Here my index mapping:-
{
"settings": {
"number_of_shards": 1
},
"mappings": {
"properties": {
"timestamp": {
"type": "date"
},
"leadId": {
"type": "keyword"
},
"Status": {
"type": "keyword"
},
"Dates": {
"type": "date"
},
"Type": {
"type": "keyword"
},
"clientId": {
"type": "keyword"
},
"errorReason": {
"type": "text"
},
"errorCode": {
"type": "keyword"
}
}
}
}
I want to query on a range between two "Dates" and then pick the latest "leadIds" based on timestamp field from the search results and then apply group by aggregation on "Status" and "Type".
I have tried with the following query, but I am getting null pointer in _source part in the script.
{
"query": {
"bool": {
"filter": [
{
"range": {
"Dates": {
"lt": "now-1d/d",
"gte": "now-30d/d"
}
}
}
]
}
},
"track_total_hits": 1,
"aggregations": {
"latest_hits_filter": {
"filter": {
"script": {
"script": {
"lang": "painless",
"source": "boolean isLatest = true; long latestTimestamp = 0; def uniqueLeadIds = [:]; for (int i = 0; i < params._source.hits.hits.length; i++) { long timestamp = params._source.hits.hits[i]._source.timestamp.value; String leadId = params._source.hits.hits[i]._source.leadId; if (uniqueLeadIds.containsKey(leadId)) { isLatest = false; break; } else { uniqueLeadIds[leadId] = true; } if (timestamp > latestTimestamp) { latestTimestamp = timestamp; } else { isLatest = false; break; } } return isLatest;"
}
}
}
},
"groupby": {
"composite": {
"size": 1000,
"sources": [
{
"9913489f": {
"terms": {
"field": "Status.keyword"
}
}
},
{
"d681f4dd": {
"terms": {
"field": "Type",
"missing_bucket": true,
"order": "asc"
}
}
}
]
}
}
}
}
Is there any way to do this.

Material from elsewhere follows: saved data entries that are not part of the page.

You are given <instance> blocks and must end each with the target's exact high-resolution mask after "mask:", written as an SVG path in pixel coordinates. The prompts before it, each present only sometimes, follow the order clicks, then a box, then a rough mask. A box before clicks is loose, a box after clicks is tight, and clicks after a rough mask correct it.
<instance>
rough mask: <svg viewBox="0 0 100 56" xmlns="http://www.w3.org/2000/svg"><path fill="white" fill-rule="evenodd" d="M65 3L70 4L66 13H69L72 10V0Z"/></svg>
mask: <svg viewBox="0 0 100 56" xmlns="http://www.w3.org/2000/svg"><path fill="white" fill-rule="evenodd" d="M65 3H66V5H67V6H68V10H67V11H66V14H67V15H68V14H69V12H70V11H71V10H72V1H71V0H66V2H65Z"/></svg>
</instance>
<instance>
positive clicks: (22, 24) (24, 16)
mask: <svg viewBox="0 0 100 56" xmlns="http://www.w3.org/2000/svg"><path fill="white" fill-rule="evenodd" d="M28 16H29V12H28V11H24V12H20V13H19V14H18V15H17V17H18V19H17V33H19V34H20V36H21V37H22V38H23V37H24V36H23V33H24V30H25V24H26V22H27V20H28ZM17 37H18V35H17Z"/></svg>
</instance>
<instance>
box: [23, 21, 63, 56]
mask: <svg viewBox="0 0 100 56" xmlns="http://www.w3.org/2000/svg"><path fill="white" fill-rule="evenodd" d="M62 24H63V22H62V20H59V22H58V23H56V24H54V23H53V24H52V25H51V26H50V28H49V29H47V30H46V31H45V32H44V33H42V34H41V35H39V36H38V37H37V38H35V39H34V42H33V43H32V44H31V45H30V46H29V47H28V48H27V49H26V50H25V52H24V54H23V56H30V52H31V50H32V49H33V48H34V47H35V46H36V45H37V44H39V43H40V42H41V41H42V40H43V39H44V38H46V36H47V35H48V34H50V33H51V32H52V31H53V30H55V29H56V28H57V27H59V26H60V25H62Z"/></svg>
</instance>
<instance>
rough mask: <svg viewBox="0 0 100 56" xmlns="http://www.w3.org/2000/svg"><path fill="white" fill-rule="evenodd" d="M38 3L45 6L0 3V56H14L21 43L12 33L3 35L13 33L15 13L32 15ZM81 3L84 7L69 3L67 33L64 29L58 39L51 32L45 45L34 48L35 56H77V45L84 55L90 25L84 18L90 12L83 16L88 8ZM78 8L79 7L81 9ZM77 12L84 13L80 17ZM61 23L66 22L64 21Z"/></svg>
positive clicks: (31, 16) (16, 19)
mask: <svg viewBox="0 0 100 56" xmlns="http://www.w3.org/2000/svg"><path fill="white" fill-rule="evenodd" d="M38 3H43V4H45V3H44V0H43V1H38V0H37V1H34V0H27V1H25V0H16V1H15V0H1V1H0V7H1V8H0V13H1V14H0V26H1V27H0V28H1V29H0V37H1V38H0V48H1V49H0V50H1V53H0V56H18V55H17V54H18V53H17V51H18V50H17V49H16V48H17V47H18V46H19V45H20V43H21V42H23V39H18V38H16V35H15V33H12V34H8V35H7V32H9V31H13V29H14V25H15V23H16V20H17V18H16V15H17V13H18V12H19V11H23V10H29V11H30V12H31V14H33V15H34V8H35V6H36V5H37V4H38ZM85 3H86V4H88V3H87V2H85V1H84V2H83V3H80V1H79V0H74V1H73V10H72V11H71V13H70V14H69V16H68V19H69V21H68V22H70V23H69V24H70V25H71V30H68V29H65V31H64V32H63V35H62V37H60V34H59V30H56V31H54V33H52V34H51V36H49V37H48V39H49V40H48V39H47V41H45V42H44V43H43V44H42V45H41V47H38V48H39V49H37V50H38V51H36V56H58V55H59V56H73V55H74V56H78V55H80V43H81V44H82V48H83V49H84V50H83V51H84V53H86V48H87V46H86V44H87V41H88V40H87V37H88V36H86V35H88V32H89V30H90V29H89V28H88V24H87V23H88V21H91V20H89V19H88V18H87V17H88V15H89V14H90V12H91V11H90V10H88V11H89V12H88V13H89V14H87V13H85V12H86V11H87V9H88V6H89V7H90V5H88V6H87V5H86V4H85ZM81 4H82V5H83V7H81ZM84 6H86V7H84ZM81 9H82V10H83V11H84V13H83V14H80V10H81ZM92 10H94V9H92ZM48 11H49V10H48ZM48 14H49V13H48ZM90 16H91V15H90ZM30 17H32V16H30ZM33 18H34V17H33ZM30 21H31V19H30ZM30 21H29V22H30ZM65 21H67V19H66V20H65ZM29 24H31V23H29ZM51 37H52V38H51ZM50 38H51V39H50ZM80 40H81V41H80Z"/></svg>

Simple filter and terms based aggregation don't work because leadId can be in tens of thousands and there is no way to merge those buckets again to apply further aggregation. So I tried to use script but that is also not working. More over I don't know how to use this query to display result in a table in kibana also.